I’m one of those people that didn’t like Anchorman. I don’t think Will Ferrell is that funny. The latest trailer for Anchorman 2: The Legend Continues scares me a little bit because there appears to be a gay character, and the returning cast doesn’t seem to know that gay people aren’t vampires. If this is the worst of the gay humor, we’re OK, but it’s a period piece, so I won’t get my hopes up.

I haven’t watched Misfits in quite a while, but this clip has Rudy reminiscing about his time in the Scouts, which evidently included a lot of penises. Since I’m not up on the show, I have no idea if he’s still into penises that aren’t his own.

Linda Harvey decided to discuss the violence being committed against GLBT people in Russia, and she and her guest finally did admit that the violence was likely real, but it should be viewed separately from the law prohibiting gay propaganda, which is solely about protecting children.

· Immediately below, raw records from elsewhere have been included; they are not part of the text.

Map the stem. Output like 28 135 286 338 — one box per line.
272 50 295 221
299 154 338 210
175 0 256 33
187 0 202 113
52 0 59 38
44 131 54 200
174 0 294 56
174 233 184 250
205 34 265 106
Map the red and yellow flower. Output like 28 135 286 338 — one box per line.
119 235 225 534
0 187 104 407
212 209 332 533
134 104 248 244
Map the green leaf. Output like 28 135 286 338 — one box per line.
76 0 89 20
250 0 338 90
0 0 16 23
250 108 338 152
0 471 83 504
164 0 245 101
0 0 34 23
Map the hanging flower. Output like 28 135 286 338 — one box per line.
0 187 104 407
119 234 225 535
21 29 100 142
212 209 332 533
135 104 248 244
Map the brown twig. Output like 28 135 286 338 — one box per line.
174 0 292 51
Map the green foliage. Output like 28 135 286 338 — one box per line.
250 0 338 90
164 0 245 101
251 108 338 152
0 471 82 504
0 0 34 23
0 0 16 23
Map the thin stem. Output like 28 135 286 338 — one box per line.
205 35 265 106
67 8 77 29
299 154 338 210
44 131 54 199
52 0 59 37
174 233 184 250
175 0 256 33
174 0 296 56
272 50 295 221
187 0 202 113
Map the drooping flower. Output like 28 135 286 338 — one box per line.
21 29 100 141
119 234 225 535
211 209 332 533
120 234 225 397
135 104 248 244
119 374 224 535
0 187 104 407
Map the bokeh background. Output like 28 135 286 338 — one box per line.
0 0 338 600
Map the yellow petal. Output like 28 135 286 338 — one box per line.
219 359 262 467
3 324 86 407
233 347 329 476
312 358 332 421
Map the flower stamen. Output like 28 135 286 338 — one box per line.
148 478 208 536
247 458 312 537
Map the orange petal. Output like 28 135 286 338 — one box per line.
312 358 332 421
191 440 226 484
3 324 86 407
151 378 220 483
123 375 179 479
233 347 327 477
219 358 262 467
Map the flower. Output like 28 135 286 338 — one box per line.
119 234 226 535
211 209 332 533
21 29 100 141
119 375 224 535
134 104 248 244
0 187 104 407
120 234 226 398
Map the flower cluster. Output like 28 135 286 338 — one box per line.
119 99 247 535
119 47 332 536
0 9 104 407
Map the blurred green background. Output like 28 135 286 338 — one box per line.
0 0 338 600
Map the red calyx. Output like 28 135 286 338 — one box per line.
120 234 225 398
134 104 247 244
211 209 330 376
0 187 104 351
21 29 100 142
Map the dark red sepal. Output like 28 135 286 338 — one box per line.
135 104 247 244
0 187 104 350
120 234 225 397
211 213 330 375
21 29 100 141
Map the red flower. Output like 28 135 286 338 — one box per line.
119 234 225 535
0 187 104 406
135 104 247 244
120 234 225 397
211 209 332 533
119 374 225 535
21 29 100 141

The knots they tie themselves into to reach that conclusion are positively Gordian.

Speaking of Russia and gays, during an Australian interview about his training there, snowboarding star Shaun White starts to show some sympathy for gay athletes, saying that it’s terrible that they have to have that added burden weighing on them while they compete, but quickly absolves himself from any responsibility to speak out on the subject, which is crap. He’s an extremely high profile competitor and champion, and people in his position should feel a responsibility to make their voices heard, because they’ll be the ones getting airtime.

This Sunday, OWN will be airing Bridegroom, but before that, the queen will be sitting down with out actors like Jesse Tyler Ferguson, Wanda Sykes and Dan Bucatinsky to discuss how far the movement has come since Ellen, and how far it has to to go.

We have a full trailer coming for Captain America: The Winter Soldier, but until that hits (hopefully with more footage of Chris Evans working a heavy bag with no underwear on), Marvel has released this teaser.

I’m kind of fascinated by The Book Thief. The story is of a young girl, who hasn’t even learned to read, who begins stealing books for the man her family is hiding from the Nazis on the eve of WWII. It’s a heavy yet hopeful looking story, and the promotion of the film is fairly unique, with the New York Times for the first time deliberately printing two blank pages that served as an ad for the film and the importance of words.